Wang Tong (584–617), courtesy name Wenzhongzi, was born in Shanxi and became a prominent thinker and educator of the Sui dynasty. The Three Character Classic of the Song dynasty lists him among the “Five Confucian Worthies” alongside Laozi, Zhuangzi, Xunzi, and Yang Xiong.

From childhood, Wang Tong was diligent in study, often reading late into the night. By fifteen, he began teaching, and by eighteen, he had aspirations to travel and learn from all regions. After passing the imperial exam as a xiucai, he traveled west to Chang’an, where he met Emperor Wen of Sui and presented the Twelve Strategies of Great Peace, advocating “honor the Way of the king, promote strategic governance, verify the past to guide the present, and manage the world with precision.” The emperor praised him, but court politics marginalized him. Though briefly appointed tutor to the Prince of Shu, he resigned and returned home, focusing on teaching and annotating the Confucian classics. Over nine years, he completed works including Xu Shi (Continued Book), Xu Shi (Continued Poetry), Li Jing (Rites), Yue Lun (Music Treatise), Zan Yi (Praise of the Changes), and Yuan Jing (Original Canon), totaling eighty volumes.

Wang Tong revived Confucian scholarship, attracting thousands of students to his “He-Fen School.” He cultivated networks with scholars and officials, earning the title “Wang Confucius” and establishing the “He-Fen Dao” lineage. He transformed the mystical-leaning Confucianism of the Northern and Southern Dynasties toward rational metaphysics, proposing that “Qi, form, and consciousness” correspond to “Heaven, Earth, and Man,” a conceptual framework that foreshadowed Song dynasty Neo-Confucian thought. During a period of religious pluralism and competition among Confucianism, Daoism, and Buddhism, Wang Tong advocated the “Three Teachings Unified” principle, integrating insights from Buddhism and Daoism into Confucianism for practical governance, emphasizing balance, efficiency, and civic compliance.

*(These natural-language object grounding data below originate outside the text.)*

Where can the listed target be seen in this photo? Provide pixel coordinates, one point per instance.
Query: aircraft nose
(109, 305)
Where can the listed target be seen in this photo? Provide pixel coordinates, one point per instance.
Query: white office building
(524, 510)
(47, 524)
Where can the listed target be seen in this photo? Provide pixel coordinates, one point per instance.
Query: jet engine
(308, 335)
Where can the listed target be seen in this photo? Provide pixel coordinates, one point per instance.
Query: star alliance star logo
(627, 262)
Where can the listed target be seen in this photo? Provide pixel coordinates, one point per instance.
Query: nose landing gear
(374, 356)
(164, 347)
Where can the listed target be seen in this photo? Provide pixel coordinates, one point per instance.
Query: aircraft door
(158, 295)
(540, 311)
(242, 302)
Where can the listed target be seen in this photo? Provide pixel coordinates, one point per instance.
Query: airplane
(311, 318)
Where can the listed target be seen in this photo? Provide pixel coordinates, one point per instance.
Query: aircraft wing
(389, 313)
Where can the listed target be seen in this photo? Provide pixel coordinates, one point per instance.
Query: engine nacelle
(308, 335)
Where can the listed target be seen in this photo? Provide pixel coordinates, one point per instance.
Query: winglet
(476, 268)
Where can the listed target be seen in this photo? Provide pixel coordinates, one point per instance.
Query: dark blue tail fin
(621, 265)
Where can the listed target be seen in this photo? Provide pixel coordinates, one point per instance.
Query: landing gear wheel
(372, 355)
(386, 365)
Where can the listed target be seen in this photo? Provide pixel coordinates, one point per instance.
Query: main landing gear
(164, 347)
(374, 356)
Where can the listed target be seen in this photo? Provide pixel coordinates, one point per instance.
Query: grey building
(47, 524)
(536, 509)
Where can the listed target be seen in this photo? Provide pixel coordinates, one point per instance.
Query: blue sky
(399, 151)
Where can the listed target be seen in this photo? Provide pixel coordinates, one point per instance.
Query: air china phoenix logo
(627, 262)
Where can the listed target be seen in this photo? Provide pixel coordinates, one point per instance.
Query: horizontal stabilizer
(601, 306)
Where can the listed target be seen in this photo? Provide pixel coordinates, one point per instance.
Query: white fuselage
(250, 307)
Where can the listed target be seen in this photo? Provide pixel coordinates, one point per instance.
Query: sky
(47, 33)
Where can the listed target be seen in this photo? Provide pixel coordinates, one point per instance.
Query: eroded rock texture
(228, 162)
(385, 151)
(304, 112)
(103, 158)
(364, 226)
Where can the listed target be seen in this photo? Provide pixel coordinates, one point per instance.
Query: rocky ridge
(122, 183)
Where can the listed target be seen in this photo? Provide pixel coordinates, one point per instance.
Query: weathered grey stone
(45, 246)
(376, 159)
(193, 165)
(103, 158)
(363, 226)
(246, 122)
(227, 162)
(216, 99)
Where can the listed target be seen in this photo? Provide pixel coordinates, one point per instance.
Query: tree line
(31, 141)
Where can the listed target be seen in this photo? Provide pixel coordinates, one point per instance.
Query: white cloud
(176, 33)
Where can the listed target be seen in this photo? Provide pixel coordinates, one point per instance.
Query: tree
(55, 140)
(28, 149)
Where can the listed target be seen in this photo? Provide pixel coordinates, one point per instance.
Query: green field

Wang Tong thus stands as the major Confucian scholar 500 years after Yang Xiong (184 CE), inheriting the orthodox Confucian tradition, and reinforcing the intellectual lineage of Confucius.

Wang Tong died young at the age of thirty-three. His six major works—Xu Shi, Xu Shi, Yuan Jing, Li Jing, Yue Lun, and Zan Yi—were all lost by the Tang dynasty. What survives is the Wenzhongzi Shuo, a compilation of dialogues between Wang Tong and his disciples, modeled after Confucius’ Analects, organized into ten chapters: “Royal Way,” “Heaven and Earth,” “Serving the Sovereign,” “Duke of Zhou,” “Questions on the Yi,” “Rites and Music,” “History,” “Wei Ministers,” “Establishing Destiny,” and “Guan Lang.”

Wang Tong’s work represents the revival of Confucian thought after centuries of disunity, blending classical scholarship, metaphysics, and practical governance, and laying the foundations for later Confucian revival in the Sui and Tang dynasties.